The Tenth Commandment: Never Give Up
The tenth and last commandment is the most important. What if the
Ames mole hunters had quit after eight years instead of going into the
ninth? What if, in my own experience, we had discontinued a certain surveillance
operation after five months instead of continuing into the sixth? CI history
is full of such examples.
The FBI is making cases against Americans today that involved
espionage committed in the 1960s and 1970s. The Army's Foreign Counterintelligence
Activity is doing the same. The name of the game in CI is persistence.
CI officers who are not patient need not apply. There is no statute of
limitations for espionage, and we should not create one by our own inaction.
Traitors should know that they will never be safe and will never have
a peaceful night's sleep.

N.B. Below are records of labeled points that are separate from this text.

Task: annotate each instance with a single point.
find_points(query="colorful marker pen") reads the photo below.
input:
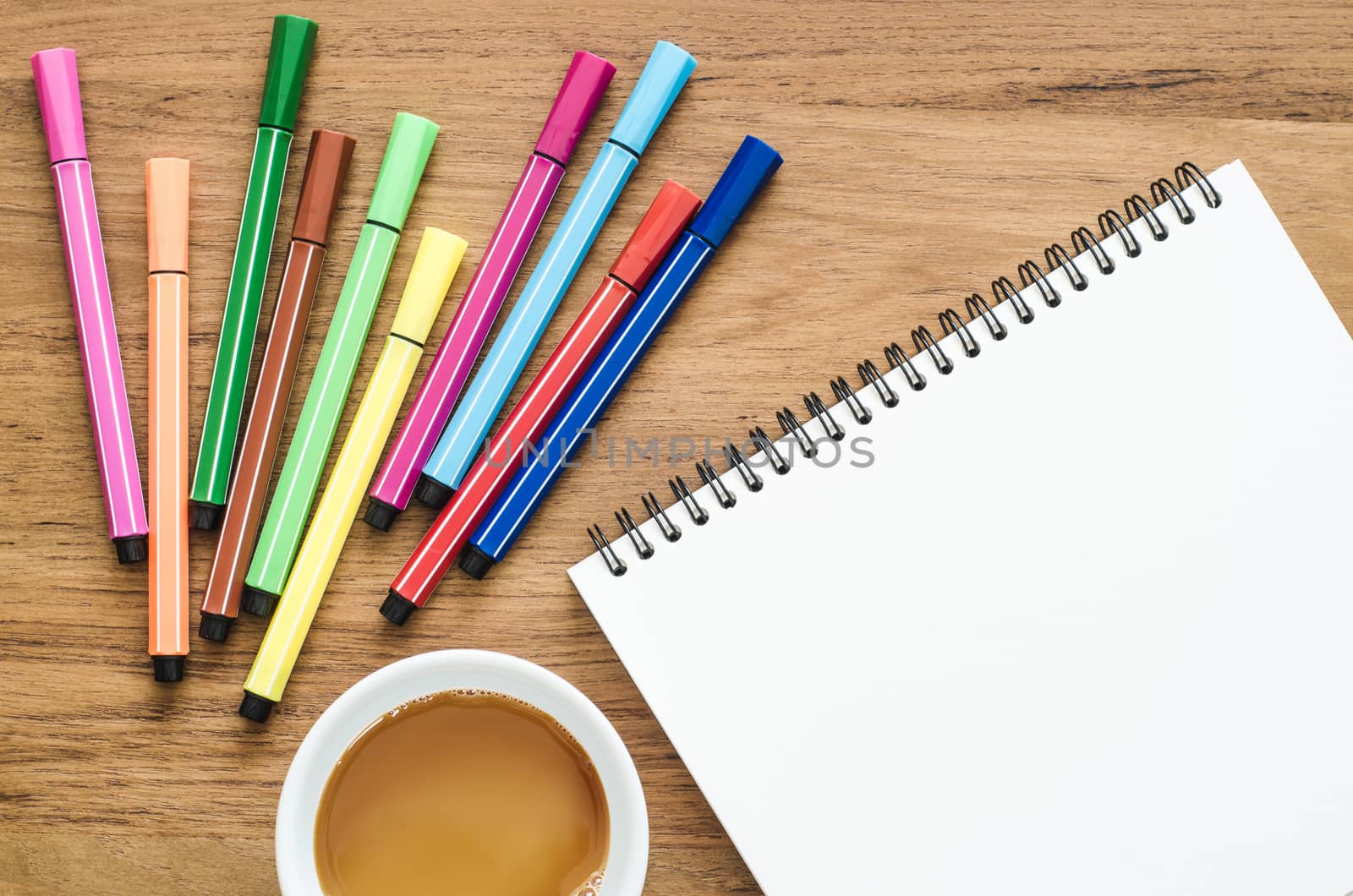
(435, 265)
(750, 169)
(662, 80)
(326, 167)
(167, 240)
(651, 241)
(403, 168)
(574, 106)
(63, 119)
(288, 60)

I applauded my CI colleagues in the FBI when
I read not long ago of their arrest in Florida of a former US Army Reserve
colonel for alleged espionage against the United States many years earlier.
They obviously never gave up.
If we keep a CI investigation alive and stay on it, the
next defector, the next penetration, the next tip, the next surveillance,
or the next clue will break it for us.
If there were ever to be a mascot for US counterintelligence,
it should be the pit bull.
In Conclusion
These are my 10 commandments of CI. Other CI professionals
will have their own priorities and exhortations and will disagree with
mine. That is as it should be, because as a country and as an Intelligence
Community we need a vigorous debate on the future direction of US CI.
Not everyone will agree with the specifics, or even the priorities. What
we should agree on, however, is that strong CI has to be a national priority.
Recent news reports from Los Alamos, Washington, and elsewhere have again
underscored the continuing need for CI vigilance.